“E Davi dançava com todas as suas forças diante do Senhor vestindo um colete de linho.” (2Samuel 6.14)
A arca da aliança, aquela que Deus mandara Moisés confeccionar no deserto, tem história. Como registra o capítulo 4 de 1Samuel, os israelitas, em desvantagem na guerra contra os filisteus, levaram a arca para o campo de batalha, com a concordância de Eli, o sumo sacerdote e seus dois filhos, Hofni e Finéias, que a acompanharam. A ideia é que a arca funcionasse como um talismã. Não deu certo, porque os filisteus, apesar do terror que sentiram pela presença da arca, venceram a guerra, mataram trinta mil israelitas, inclusive os filhos de Eli, e capturaram a arca. Quando Eli e a mulher de Finéias souberam disso, também morreram.
Os filisteus trataram a arca como troféu de guerra e a colocaram no seu templo, junto com a imagem de Dagom, o suposto deus que supostamente lhes tinha dado a vitória, mas isso só lhes trouxe problemas, de modo que devolveram a arca aos israelitas. Na cidade onde a arca chegou, Bete-Semes, morreram setenta homens, ao olharem para dentro dela, por isso a levaram para Quiriate-Jearim, para a casa de Abinadabe, cujo filho Eleazar foi consagrado sacerdote responsável por ela. Ali a arca ficou até Davi ir buscá-la a fim de trazê-la para Jerusalém, cidade que ele acabara de conquistar e transformar na capital do seu reino.
Foi uma decisão política de Davi, porque de fato a arca deveria ir para Gibeom, onde estava o tabernáculo, em cujo compartimento chamado santo dos santos ela deveria ficar, segundo a Lei de Moisés. Mas houve um contratempo: a arca ia sendo levada num carro de bois, os quais tropeçaram; para evitar que ela caísse, Uzá, filho de Abinadabe, segurou-a com a mão e morreu na mesma hora. Contrariado com isso, Davi resolveu deixar arca ali mesmo, aos cuidados de Obede-Edom. Contudo, três meses depois, ao saber que este havia sido grandemente abençoado, animou-se a trazer a arca para Jerusalém, dessa vez, porém, da maneira certa, usando as varas próprias para transportá-la, conforme a lei de Moisés.

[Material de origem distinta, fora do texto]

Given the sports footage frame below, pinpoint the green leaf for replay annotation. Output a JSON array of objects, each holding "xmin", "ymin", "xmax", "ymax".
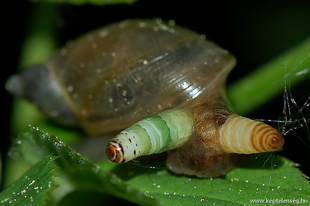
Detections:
[
  {"xmin": 114, "ymin": 153, "xmax": 310, "ymax": 205},
  {"xmin": 227, "ymin": 39, "xmax": 310, "ymax": 115},
  {"xmin": 0, "ymin": 156, "xmax": 56, "ymax": 205},
  {"xmin": 20, "ymin": 129, "xmax": 310, "ymax": 205},
  {"xmin": 18, "ymin": 128, "xmax": 158, "ymax": 205},
  {"xmin": 32, "ymin": 0, "xmax": 137, "ymax": 6}
]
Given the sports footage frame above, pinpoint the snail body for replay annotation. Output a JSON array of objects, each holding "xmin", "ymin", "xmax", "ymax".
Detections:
[{"xmin": 7, "ymin": 20, "xmax": 284, "ymax": 177}]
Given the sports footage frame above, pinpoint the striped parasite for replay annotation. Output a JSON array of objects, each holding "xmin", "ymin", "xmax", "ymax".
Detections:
[{"xmin": 6, "ymin": 20, "xmax": 284, "ymax": 177}]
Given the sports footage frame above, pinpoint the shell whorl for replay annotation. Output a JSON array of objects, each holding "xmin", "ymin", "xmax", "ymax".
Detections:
[
  {"xmin": 106, "ymin": 110, "xmax": 193, "ymax": 163},
  {"xmin": 219, "ymin": 115, "xmax": 284, "ymax": 154}
]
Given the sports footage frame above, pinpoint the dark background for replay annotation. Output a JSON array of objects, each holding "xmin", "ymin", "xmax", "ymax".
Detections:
[{"xmin": 0, "ymin": 0, "xmax": 310, "ymax": 180}]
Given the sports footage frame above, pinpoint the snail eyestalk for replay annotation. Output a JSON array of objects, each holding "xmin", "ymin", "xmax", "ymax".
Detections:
[
  {"xmin": 106, "ymin": 110, "xmax": 193, "ymax": 163},
  {"xmin": 219, "ymin": 115, "xmax": 284, "ymax": 154}
]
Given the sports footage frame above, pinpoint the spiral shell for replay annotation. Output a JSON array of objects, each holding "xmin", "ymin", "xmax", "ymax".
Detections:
[{"xmin": 6, "ymin": 20, "xmax": 284, "ymax": 177}]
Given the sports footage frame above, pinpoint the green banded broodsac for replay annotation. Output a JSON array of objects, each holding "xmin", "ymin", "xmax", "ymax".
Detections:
[{"xmin": 6, "ymin": 19, "xmax": 284, "ymax": 177}]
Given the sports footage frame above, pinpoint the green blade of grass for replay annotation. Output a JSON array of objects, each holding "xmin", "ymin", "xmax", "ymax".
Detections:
[{"xmin": 227, "ymin": 40, "xmax": 310, "ymax": 115}]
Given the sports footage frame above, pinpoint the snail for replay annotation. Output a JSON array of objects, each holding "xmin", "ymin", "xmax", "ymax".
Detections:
[{"xmin": 6, "ymin": 19, "xmax": 284, "ymax": 177}]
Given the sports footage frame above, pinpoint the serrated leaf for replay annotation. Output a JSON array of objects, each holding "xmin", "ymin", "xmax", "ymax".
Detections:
[
  {"xmin": 0, "ymin": 156, "xmax": 56, "ymax": 206},
  {"xmin": 19, "ymin": 128, "xmax": 159, "ymax": 205}
]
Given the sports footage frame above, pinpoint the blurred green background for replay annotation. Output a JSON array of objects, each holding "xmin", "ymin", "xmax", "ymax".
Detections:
[{"xmin": 0, "ymin": 0, "xmax": 310, "ymax": 187}]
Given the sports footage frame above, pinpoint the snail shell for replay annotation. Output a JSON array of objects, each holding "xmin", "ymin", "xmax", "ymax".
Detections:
[{"xmin": 7, "ymin": 20, "xmax": 284, "ymax": 177}]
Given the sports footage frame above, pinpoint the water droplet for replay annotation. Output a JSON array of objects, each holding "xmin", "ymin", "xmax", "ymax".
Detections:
[
  {"xmin": 67, "ymin": 85, "xmax": 73, "ymax": 92},
  {"xmin": 60, "ymin": 48, "xmax": 67, "ymax": 56},
  {"xmin": 80, "ymin": 63, "xmax": 85, "ymax": 69},
  {"xmin": 91, "ymin": 43, "xmax": 97, "ymax": 49}
]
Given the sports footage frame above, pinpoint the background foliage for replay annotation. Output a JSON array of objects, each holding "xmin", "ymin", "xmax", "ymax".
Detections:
[{"xmin": 1, "ymin": 1, "xmax": 310, "ymax": 204}]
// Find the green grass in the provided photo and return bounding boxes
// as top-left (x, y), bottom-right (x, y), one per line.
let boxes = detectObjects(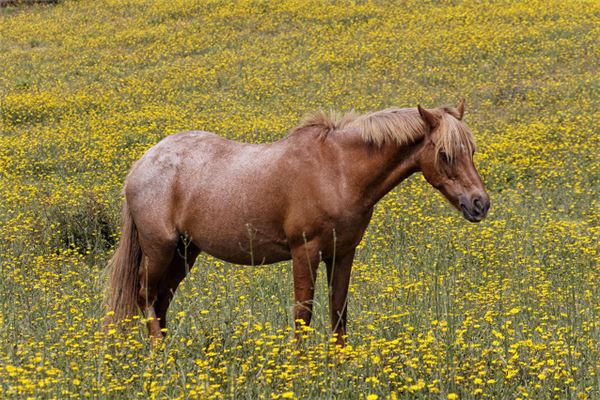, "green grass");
top-left (0, 0), bottom-right (600, 399)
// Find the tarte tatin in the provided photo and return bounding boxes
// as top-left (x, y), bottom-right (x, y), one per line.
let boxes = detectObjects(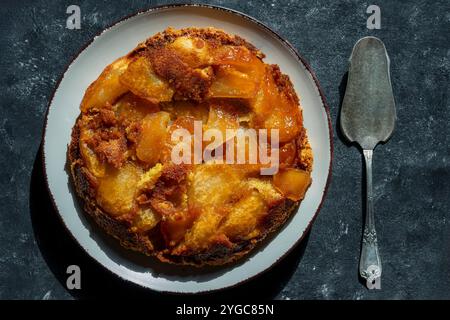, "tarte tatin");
top-left (68, 28), bottom-right (313, 266)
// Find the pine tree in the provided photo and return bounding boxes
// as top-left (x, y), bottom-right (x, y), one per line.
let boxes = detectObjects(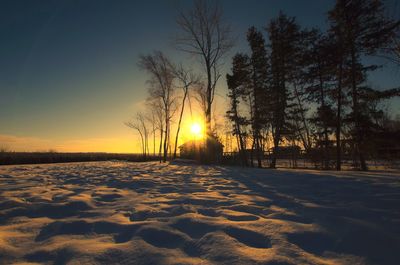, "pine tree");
top-left (247, 27), bottom-right (269, 167)
top-left (226, 54), bottom-right (250, 166)
top-left (329, 0), bottom-right (399, 170)
top-left (266, 13), bottom-right (301, 168)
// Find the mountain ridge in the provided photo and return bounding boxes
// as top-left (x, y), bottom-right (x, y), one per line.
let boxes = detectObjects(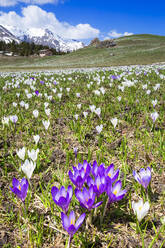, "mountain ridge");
top-left (0, 25), bottom-right (84, 52)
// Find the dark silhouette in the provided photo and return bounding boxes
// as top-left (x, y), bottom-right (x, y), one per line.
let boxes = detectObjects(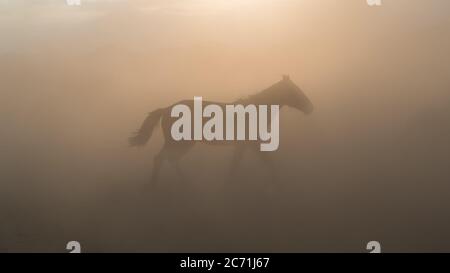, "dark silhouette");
top-left (129, 76), bottom-right (314, 183)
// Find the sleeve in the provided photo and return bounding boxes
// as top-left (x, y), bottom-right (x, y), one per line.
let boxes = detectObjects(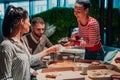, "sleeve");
top-left (0, 46), bottom-right (12, 80)
top-left (45, 37), bottom-right (53, 48)
top-left (29, 53), bottom-right (42, 66)
top-left (86, 22), bottom-right (100, 47)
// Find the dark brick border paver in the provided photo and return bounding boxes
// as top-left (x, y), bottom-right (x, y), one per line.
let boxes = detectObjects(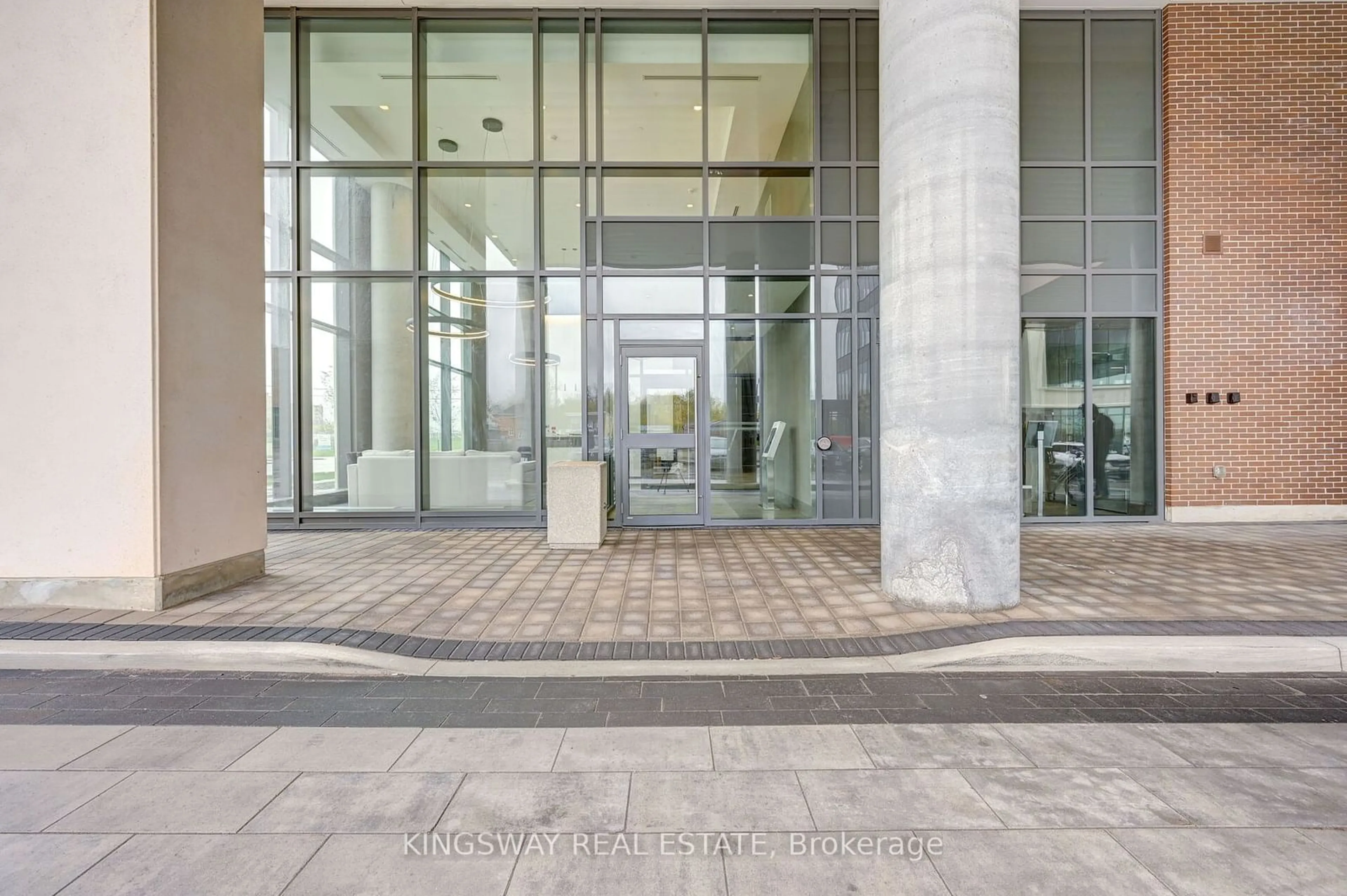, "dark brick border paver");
top-left (0, 620), bottom-right (1347, 660)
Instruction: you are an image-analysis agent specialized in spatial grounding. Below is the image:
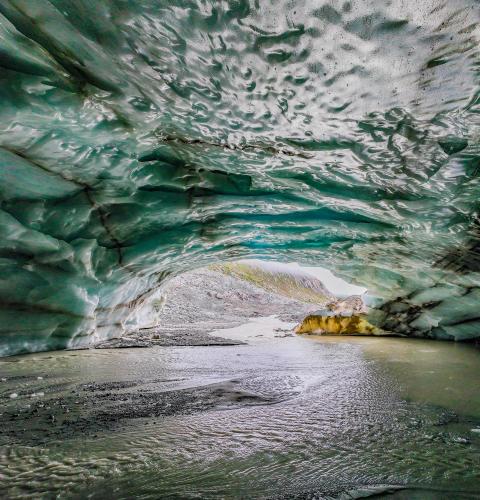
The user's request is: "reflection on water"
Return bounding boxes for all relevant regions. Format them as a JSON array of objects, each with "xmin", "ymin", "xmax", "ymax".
[{"xmin": 0, "ymin": 319, "xmax": 480, "ymax": 498}]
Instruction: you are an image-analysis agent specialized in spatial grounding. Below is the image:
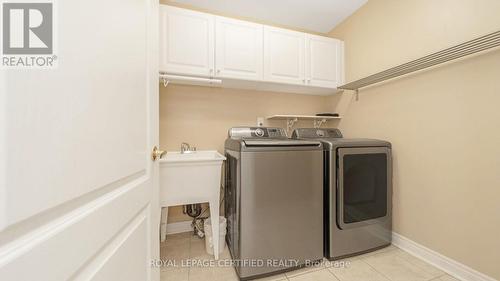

Davi transformou o transporte da arca num grande evento, com milhares de pessoas; uma grande festa, com música, dança e comida. Contudo, o mais entusiasmado de todos era ele próprio,i que vinha à frente do cortejo dançando e saltando, com todas as suas forças. O verbo no texto original tem o sentido de “rodopiar”. Provavelmente era um ritual antigo, em que se rodopiava. Evidentemente Davi exagerou na sua animação, pois sua esposa Mical, que era preconceituosa, chamou-lhe a atenção por se expor dessa maneira diante do povo.
É comum este acontecimento único ser usado como argumento para justificar a dança nos cultos evangélicos de hoje. Como Davi dançou, dizem, nós também podemos e devemos dançar. Entretanto, é uma regra de interpretação reconhecida que não se pode usar um evento histórico, ainda mais um evento único, para firmar um princípio doutrinário ou mesmo uma maneira de cultuar. Não é porque Davi dançou nessa ocasião que nós temos que dançar hoje nos templos. Aliás, a arca nem foi levada para templo, mas para uma tenda.
É por causa dessa maneira torta de usar narrativas históricas da Bíblia que estamos vendo tanta coisa esquisita nos cultos evangélicos hoje em dia.